INTRODUCTION_TEXT = "📐 The 🤗 Open ASR Leaderboard ranks and evaluates speech recognition models \
on the Hugging Face Hub. \
\nWe report the Average [WER](https://huggingface.co/spaces/evaluate-metric/wer) (⬇️) and [RTF](https://openvoice-tech.net/index.php/Real-time-factor) (⬇️) - lower the better. Models are ranked based on their Average WER, from lowest to highest. Check the 📈 Metrics tab to understand how the models are evaluated. \
\nIf you want results for a model that is not listed here, you can submit a request for it to be included ✉️✨. \
\nThe leaderboard currently focuses on English speech recognition, and will be expanded to multilingual evaluation in later versions."
CITATION_TEXT = """@misc{open-asr-leaderboard,
title = {Open Automatic Speech Recognition Leaderboard},
author = {Srivastav, Vaibhav and Majumdar, Somshubra and Koluguri, Nithin and Moumen, Adel and Gandhi, Sanchit and Hugging Face Team and Nvidia NeMo Team and SpeechBrain Team},
year = 2023,
publisher = {Hugging Face},
howpublished = "\\url{https://huggingface.co/spaces/huggingface.co/spaces/open-asr-leaderboard/leaderboard}"
}
"""
METRICS_TAB_TEXT = """
Here you will find details about the speech recognition metrics and datasets reported in our leaderboard.
## Metrics
🎯 Word Error Rate (WER) and Real-Time Factor (RTF) are popular metrics for evaluating the accuracy of speech recognition
models by estimating how accurate the predictions from the models are and how fast they are returned. We explain them each
below.
### Word Error Rate (WER)
Word Error Rate is used to measure the **accuracy** of automatic speech recognition systems.

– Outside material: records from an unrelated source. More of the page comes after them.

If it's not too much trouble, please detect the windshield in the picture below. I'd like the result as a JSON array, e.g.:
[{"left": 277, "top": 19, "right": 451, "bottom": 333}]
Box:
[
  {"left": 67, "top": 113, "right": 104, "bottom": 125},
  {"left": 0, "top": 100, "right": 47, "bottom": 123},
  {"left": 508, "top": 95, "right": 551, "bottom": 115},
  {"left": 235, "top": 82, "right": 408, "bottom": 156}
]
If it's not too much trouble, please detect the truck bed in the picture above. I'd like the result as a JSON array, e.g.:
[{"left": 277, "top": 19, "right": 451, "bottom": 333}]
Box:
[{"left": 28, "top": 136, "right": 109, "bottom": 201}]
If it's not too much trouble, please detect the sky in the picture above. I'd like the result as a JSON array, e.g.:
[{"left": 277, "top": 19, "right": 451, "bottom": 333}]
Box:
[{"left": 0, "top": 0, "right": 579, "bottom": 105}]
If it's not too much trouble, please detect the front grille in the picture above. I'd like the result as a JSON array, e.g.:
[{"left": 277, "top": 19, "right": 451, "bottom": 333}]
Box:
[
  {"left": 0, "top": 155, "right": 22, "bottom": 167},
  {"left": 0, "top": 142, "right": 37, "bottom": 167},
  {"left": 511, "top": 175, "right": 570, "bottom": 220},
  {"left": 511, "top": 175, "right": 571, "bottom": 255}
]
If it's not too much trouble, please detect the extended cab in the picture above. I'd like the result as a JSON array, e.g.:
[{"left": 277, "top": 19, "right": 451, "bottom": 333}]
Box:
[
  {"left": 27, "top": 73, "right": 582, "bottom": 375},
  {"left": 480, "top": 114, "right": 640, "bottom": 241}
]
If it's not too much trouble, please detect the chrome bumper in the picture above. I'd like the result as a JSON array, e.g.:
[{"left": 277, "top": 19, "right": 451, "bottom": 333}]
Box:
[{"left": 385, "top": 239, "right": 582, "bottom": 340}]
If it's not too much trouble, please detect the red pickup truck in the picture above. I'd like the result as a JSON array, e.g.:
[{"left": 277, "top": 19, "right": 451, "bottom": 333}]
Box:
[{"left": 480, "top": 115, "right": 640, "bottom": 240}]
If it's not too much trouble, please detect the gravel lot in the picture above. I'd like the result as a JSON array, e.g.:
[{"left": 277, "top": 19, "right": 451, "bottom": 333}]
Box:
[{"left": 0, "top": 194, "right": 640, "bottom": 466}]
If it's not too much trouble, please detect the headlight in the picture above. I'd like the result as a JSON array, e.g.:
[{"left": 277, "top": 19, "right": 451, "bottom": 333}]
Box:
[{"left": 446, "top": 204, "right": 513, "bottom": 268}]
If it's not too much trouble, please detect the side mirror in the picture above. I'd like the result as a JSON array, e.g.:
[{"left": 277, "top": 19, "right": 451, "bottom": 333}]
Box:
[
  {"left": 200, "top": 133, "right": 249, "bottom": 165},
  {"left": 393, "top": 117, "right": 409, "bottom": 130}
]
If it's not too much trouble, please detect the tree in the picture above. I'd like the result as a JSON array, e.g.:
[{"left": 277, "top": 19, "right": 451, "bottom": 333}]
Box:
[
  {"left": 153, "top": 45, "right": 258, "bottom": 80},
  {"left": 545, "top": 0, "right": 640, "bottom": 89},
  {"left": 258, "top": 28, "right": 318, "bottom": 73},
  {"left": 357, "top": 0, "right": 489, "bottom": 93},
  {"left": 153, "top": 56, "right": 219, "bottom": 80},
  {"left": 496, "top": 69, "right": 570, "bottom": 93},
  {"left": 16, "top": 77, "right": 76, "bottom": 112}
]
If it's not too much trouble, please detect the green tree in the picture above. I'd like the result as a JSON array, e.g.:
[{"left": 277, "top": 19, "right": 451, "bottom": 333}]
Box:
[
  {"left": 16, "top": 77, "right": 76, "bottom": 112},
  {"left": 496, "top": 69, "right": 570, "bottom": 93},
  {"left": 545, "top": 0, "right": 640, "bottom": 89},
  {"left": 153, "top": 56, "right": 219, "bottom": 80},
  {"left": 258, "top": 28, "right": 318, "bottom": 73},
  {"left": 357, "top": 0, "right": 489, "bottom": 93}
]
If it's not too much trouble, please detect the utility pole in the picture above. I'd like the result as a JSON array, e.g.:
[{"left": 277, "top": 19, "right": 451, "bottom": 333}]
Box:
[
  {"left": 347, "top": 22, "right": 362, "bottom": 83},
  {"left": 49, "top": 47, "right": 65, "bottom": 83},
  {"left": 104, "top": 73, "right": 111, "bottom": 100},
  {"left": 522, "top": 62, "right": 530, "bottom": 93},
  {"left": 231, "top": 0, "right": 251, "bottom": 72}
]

It calculates the percentage
of words in the system's output that differ from the reference (correct) transcript. **A lower WER value indicates higher accuracy**.
```
Example: If the reference transcript is "I really love cats," and the ASR system outputs "I don't love dogs,".
The WER would be `50%` because 2 out of 4 words are incorrect.
```
For a fair comparison, we calculate **zero-shot** (i.e. pre-trained models only) *normalised WER* for all the model checkpoints. You can find the evaluation code on our [Github repository](https://github.com/huggingface/open_asr_leaderboard). To read more about how the WER is computed, refer to the [Audio Transformers Course](https://huggingface.co/learn/audio-course/chapter5/evaluation).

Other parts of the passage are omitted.